# Remove status bar?



## SingleAction (Apr 29, 2005)

When you freeze(pause) the picture on the vip622, and want to see the detail(of the picture) at the bottom of the screen, is there a way to temporary remove this information?


----------



## Mark Lamutt (Mar 24, 2002)

Press the Skip Forward button to move forward 1 frame. That will make the status bar disappear.


----------



## SingleAction (Apr 29, 2005)

Mark; thanks so much!

I will try this tomorrow when then I have the HT back on.


----------



## kucharsk (Sep 20, 2006)

Of course this only works if the skip forward button really does move forward one frame; in many recent software releases for the 622 and 722, this functionality has, unfortunately, been somewhat broken.


----------



## SingleAction (Apr 29, 2005)

It still works for me!

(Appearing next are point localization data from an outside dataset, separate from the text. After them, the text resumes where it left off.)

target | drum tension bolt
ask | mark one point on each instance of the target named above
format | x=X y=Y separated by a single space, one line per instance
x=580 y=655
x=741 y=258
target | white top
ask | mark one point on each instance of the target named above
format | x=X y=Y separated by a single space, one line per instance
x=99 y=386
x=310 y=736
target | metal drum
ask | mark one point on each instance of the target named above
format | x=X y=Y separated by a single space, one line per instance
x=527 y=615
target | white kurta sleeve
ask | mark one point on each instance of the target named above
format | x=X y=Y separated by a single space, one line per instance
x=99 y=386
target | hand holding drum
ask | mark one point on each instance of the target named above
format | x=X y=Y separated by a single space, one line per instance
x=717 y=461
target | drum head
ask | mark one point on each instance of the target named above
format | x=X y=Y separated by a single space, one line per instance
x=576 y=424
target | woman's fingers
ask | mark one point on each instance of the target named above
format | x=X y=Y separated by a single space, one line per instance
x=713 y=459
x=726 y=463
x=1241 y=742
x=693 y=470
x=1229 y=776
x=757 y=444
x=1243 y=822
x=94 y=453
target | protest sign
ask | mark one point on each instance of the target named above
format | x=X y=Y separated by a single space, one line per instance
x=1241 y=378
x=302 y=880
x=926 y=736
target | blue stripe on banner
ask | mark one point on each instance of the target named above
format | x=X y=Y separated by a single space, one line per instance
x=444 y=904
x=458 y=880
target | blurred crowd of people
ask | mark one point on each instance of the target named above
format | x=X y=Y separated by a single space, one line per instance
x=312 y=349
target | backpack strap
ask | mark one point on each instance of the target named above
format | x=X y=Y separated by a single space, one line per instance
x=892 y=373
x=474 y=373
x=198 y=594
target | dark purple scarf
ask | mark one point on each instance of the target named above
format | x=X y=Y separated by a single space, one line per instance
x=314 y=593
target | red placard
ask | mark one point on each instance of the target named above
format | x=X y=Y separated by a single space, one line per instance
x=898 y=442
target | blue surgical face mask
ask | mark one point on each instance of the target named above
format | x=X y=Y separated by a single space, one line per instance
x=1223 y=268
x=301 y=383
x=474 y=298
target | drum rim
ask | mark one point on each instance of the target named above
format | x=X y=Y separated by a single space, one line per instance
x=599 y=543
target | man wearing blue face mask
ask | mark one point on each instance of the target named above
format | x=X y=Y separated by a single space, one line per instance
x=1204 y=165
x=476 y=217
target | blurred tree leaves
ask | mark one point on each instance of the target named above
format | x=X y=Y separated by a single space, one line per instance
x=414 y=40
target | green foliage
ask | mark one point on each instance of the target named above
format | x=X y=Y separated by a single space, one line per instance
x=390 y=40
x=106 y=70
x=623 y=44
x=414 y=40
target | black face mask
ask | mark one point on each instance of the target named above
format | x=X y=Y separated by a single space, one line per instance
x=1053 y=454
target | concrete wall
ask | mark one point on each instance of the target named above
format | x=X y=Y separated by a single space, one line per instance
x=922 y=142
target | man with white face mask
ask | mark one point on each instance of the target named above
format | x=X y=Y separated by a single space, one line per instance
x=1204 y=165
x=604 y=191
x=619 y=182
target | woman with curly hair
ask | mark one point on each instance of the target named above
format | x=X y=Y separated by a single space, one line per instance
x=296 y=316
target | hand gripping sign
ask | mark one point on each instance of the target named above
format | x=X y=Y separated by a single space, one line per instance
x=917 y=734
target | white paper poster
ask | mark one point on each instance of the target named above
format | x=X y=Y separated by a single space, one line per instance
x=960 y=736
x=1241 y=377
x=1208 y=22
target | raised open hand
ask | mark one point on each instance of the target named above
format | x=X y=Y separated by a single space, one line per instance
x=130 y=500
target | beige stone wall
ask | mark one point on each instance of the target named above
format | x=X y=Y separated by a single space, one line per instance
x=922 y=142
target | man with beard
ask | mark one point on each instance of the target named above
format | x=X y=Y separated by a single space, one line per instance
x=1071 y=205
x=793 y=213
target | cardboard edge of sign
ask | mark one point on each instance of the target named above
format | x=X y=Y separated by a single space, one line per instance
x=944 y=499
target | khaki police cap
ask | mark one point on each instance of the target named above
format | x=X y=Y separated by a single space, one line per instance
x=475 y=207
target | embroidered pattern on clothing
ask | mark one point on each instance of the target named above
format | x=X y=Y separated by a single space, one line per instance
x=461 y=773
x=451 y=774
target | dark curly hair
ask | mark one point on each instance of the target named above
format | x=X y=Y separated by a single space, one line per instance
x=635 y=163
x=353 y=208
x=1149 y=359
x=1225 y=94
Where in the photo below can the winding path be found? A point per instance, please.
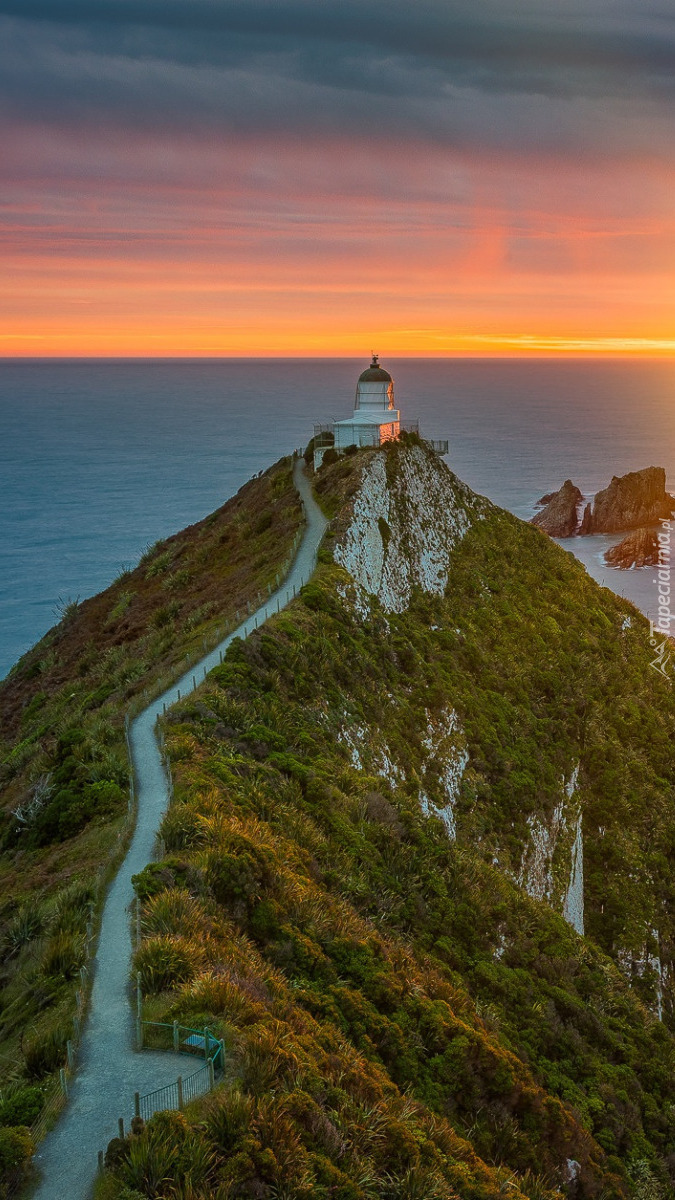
(109, 1071)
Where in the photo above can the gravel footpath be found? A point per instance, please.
(108, 1069)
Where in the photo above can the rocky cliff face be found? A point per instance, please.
(401, 535)
(560, 517)
(407, 516)
(632, 501)
(638, 549)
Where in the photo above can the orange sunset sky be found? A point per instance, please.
(258, 178)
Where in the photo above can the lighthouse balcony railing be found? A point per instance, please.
(323, 435)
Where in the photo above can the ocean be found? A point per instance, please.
(100, 459)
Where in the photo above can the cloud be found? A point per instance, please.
(532, 77)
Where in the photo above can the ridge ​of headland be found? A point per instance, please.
(395, 809)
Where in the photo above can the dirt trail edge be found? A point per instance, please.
(109, 1071)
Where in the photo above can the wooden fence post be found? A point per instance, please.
(138, 1013)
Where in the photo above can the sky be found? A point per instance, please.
(332, 177)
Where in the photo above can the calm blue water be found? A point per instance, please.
(99, 459)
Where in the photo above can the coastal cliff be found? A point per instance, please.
(628, 503)
(416, 873)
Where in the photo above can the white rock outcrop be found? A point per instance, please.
(447, 757)
(553, 861)
(408, 514)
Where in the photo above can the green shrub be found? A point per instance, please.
(22, 1107)
(63, 955)
(240, 874)
(16, 1147)
(166, 961)
(159, 876)
(45, 1054)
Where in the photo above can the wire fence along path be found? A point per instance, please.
(109, 1071)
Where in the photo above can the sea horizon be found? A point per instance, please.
(103, 456)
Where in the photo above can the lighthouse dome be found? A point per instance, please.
(375, 389)
(375, 373)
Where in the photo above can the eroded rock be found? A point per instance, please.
(638, 549)
(631, 501)
(560, 517)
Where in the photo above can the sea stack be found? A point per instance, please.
(632, 501)
(560, 517)
(638, 549)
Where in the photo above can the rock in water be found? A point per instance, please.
(638, 549)
(632, 501)
(561, 514)
(586, 522)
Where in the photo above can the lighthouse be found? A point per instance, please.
(374, 420)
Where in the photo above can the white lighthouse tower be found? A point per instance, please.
(374, 421)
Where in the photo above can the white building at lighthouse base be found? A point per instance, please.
(375, 419)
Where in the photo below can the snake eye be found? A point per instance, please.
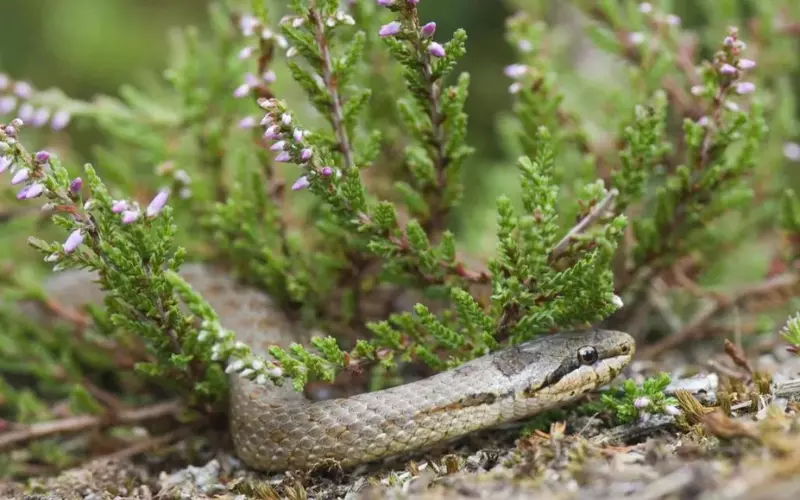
(587, 355)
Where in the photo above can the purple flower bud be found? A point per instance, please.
(23, 90)
(746, 64)
(7, 104)
(300, 183)
(42, 157)
(247, 122)
(41, 117)
(21, 176)
(436, 50)
(390, 29)
(429, 29)
(515, 70)
(273, 132)
(241, 91)
(22, 193)
(119, 206)
(60, 120)
(73, 241)
(32, 191)
(129, 216)
(158, 203)
(25, 112)
(76, 185)
(745, 88)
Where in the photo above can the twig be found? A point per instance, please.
(86, 422)
(596, 212)
(695, 327)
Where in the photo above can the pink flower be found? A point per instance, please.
(436, 49)
(119, 206)
(390, 29)
(21, 176)
(158, 203)
(300, 183)
(73, 241)
(429, 29)
(129, 216)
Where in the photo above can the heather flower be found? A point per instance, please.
(21, 176)
(436, 50)
(7, 104)
(129, 216)
(23, 90)
(73, 241)
(40, 117)
(119, 206)
(158, 202)
(273, 132)
(31, 191)
(390, 29)
(746, 64)
(25, 112)
(300, 183)
(515, 70)
(241, 91)
(745, 88)
(76, 185)
(247, 122)
(60, 120)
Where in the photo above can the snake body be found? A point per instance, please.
(276, 428)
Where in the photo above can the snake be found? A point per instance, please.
(276, 428)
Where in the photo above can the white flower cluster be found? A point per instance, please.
(240, 359)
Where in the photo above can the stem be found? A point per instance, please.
(337, 116)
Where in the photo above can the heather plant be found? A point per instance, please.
(320, 155)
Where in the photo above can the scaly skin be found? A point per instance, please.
(276, 428)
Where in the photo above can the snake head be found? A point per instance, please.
(568, 364)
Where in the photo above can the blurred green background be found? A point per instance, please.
(86, 47)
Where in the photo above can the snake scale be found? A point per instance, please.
(276, 428)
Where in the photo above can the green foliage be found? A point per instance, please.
(632, 402)
(324, 158)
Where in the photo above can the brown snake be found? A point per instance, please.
(276, 428)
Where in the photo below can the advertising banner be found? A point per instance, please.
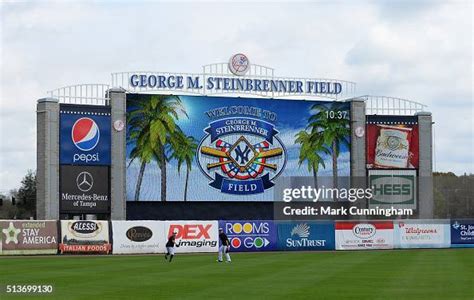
(393, 188)
(238, 147)
(138, 237)
(422, 234)
(84, 137)
(81, 236)
(250, 235)
(84, 189)
(194, 236)
(392, 142)
(306, 235)
(462, 233)
(28, 237)
(364, 235)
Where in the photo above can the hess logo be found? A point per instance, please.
(85, 134)
(190, 232)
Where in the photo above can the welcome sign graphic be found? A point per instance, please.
(200, 148)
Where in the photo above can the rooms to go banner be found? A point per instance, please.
(84, 236)
(28, 237)
(199, 148)
(138, 237)
(250, 235)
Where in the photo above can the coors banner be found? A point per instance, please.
(392, 142)
(28, 237)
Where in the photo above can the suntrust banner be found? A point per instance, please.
(422, 234)
(138, 237)
(306, 235)
(364, 235)
(250, 235)
(28, 237)
(194, 236)
(84, 236)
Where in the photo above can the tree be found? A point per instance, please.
(334, 128)
(184, 150)
(310, 152)
(152, 123)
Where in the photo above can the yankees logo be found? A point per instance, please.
(243, 158)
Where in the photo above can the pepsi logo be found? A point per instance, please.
(85, 134)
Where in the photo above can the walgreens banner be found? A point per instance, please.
(462, 233)
(364, 235)
(250, 235)
(194, 236)
(138, 237)
(84, 236)
(28, 237)
(422, 234)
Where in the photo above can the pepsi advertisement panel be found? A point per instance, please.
(250, 235)
(462, 233)
(229, 148)
(84, 189)
(85, 135)
(306, 236)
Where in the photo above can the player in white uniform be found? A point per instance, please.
(225, 246)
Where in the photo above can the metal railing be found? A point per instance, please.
(383, 105)
(90, 94)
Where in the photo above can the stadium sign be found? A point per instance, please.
(236, 76)
(306, 236)
(393, 188)
(250, 235)
(28, 237)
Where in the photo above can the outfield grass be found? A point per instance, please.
(398, 274)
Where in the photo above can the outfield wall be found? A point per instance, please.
(28, 237)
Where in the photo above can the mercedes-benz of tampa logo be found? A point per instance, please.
(84, 181)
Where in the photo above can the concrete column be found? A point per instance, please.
(425, 170)
(47, 159)
(117, 168)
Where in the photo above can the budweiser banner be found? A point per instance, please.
(28, 237)
(138, 237)
(194, 236)
(422, 234)
(84, 236)
(364, 235)
(392, 142)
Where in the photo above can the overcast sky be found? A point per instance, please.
(419, 50)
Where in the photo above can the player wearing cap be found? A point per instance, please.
(225, 246)
(170, 246)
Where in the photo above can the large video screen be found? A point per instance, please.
(200, 148)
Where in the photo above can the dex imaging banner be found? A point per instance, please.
(422, 234)
(84, 237)
(28, 237)
(306, 236)
(194, 236)
(364, 235)
(250, 235)
(138, 237)
(84, 135)
(392, 142)
(235, 149)
(462, 233)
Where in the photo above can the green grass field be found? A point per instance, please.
(398, 274)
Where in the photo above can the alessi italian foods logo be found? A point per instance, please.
(241, 155)
(364, 231)
(84, 228)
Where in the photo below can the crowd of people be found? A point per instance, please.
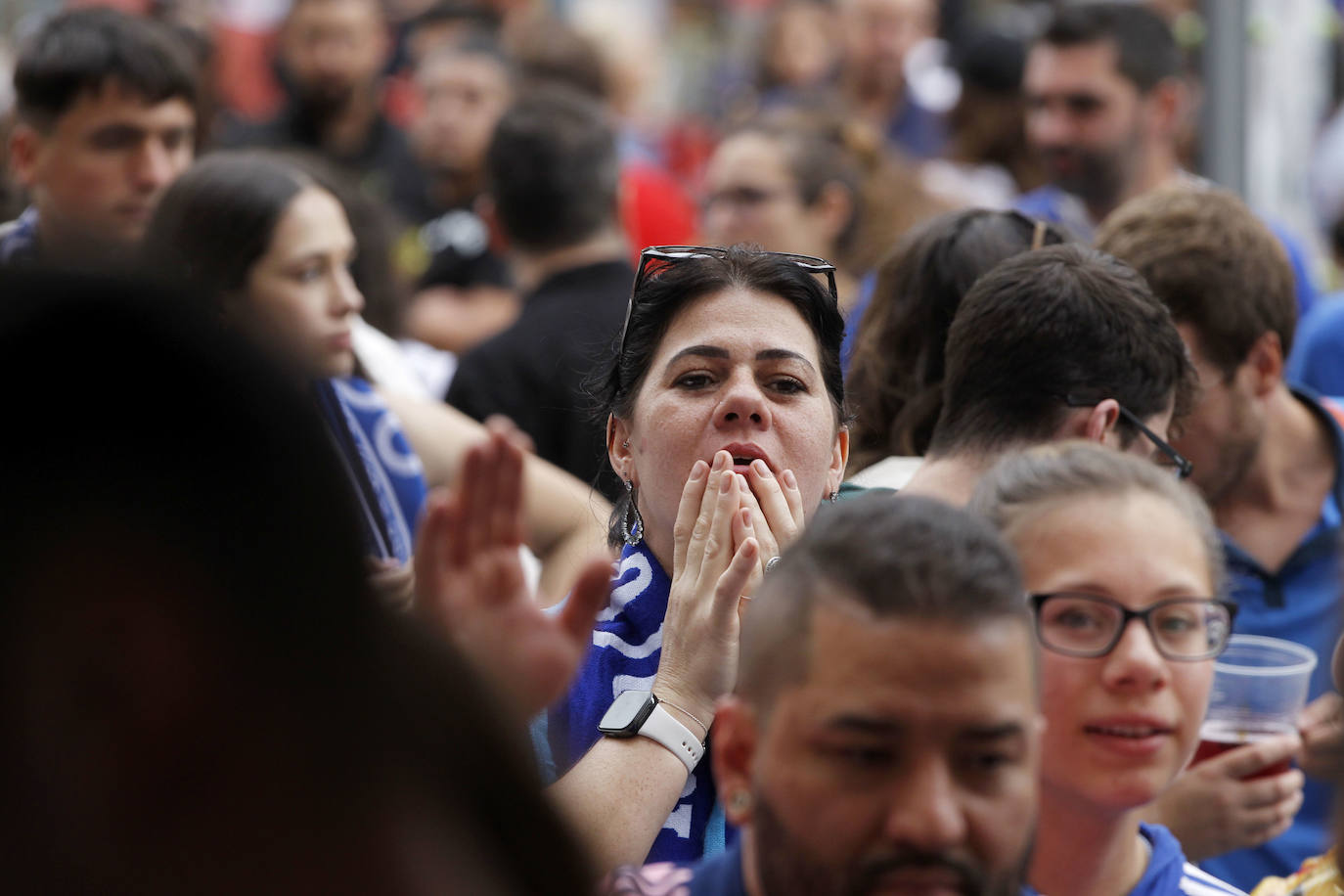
(845, 486)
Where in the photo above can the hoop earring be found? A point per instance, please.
(632, 524)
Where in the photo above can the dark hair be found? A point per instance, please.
(661, 298)
(1215, 265)
(1053, 323)
(553, 169)
(85, 50)
(238, 533)
(218, 219)
(895, 375)
(1145, 49)
(550, 51)
(906, 558)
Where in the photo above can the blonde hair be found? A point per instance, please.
(1024, 484)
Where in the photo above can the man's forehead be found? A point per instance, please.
(115, 100)
(1074, 66)
(862, 662)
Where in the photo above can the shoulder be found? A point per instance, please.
(1170, 872)
(1195, 881)
(660, 878)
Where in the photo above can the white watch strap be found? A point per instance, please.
(663, 729)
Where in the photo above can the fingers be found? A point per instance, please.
(719, 485)
(1266, 823)
(733, 582)
(1322, 716)
(430, 548)
(793, 496)
(687, 514)
(1273, 790)
(1246, 760)
(507, 510)
(769, 500)
(589, 596)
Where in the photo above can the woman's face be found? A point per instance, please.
(300, 295)
(739, 371)
(1118, 727)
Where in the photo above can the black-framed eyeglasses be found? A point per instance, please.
(1170, 460)
(1091, 626)
(654, 259)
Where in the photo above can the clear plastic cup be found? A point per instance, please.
(1260, 688)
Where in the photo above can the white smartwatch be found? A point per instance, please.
(639, 713)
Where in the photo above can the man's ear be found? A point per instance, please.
(1265, 362)
(1100, 421)
(1168, 105)
(24, 154)
(733, 751)
(1092, 424)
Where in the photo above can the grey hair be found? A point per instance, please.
(1023, 484)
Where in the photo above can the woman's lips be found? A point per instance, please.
(742, 456)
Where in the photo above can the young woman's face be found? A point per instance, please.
(739, 371)
(1118, 727)
(300, 295)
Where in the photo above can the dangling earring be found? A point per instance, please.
(631, 521)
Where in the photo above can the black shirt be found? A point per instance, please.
(535, 371)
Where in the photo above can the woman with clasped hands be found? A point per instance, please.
(726, 424)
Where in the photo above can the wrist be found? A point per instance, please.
(685, 704)
(697, 723)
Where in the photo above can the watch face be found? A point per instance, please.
(626, 712)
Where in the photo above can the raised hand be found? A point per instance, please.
(470, 582)
(777, 515)
(710, 571)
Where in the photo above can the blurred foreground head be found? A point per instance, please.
(197, 691)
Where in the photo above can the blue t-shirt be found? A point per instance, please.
(1318, 356)
(1298, 602)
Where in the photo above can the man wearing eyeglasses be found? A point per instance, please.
(1059, 342)
(1268, 458)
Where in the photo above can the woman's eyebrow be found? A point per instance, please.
(722, 353)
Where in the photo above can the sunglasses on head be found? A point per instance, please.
(654, 259)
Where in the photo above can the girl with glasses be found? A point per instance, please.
(726, 422)
(1124, 569)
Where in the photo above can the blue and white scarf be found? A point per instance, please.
(384, 470)
(19, 238)
(626, 648)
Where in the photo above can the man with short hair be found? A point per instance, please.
(105, 121)
(890, 650)
(333, 54)
(1106, 104)
(1053, 344)
(464, 294)
(1268, 457)
(553, 176)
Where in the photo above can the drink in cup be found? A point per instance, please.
(1260, 687)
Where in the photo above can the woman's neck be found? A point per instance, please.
(1085, 850)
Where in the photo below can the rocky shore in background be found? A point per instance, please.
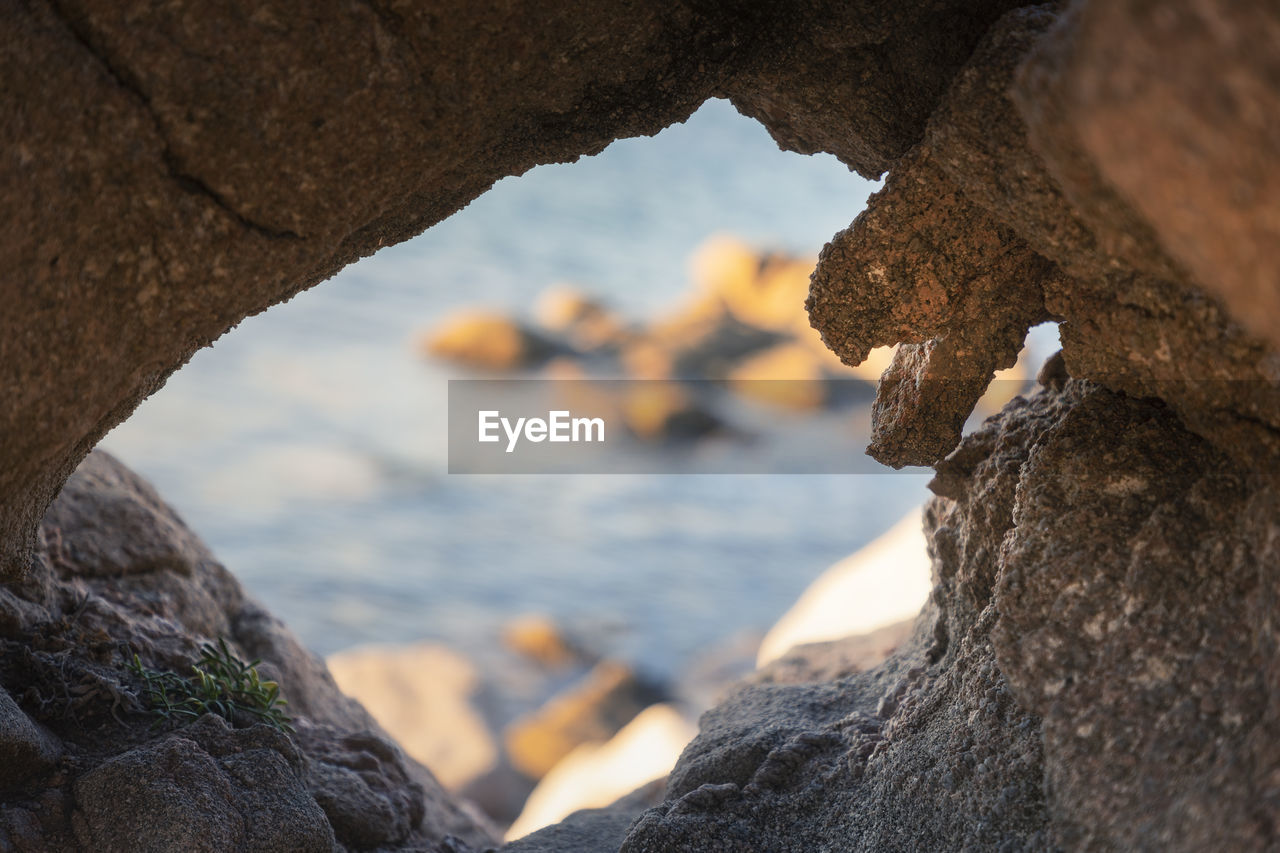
(384, 748)
(741, 334)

I just got 6.14 this morning and haven't had a chance to see what's broken now:lol: 

I just got back the use of my external hd about a month ago, hope it works tonight.


----------



## TulsaOK (Feb 24, 2004)

kucharsk said:


> Of course this only works if the skip forward button really does move forward one frame; in many recent software releases for the 622 and 722, this functionality has, unfortunately, been somewhat broken.


But, doesn't it still get rid of the status bar as the OP questioned?


----------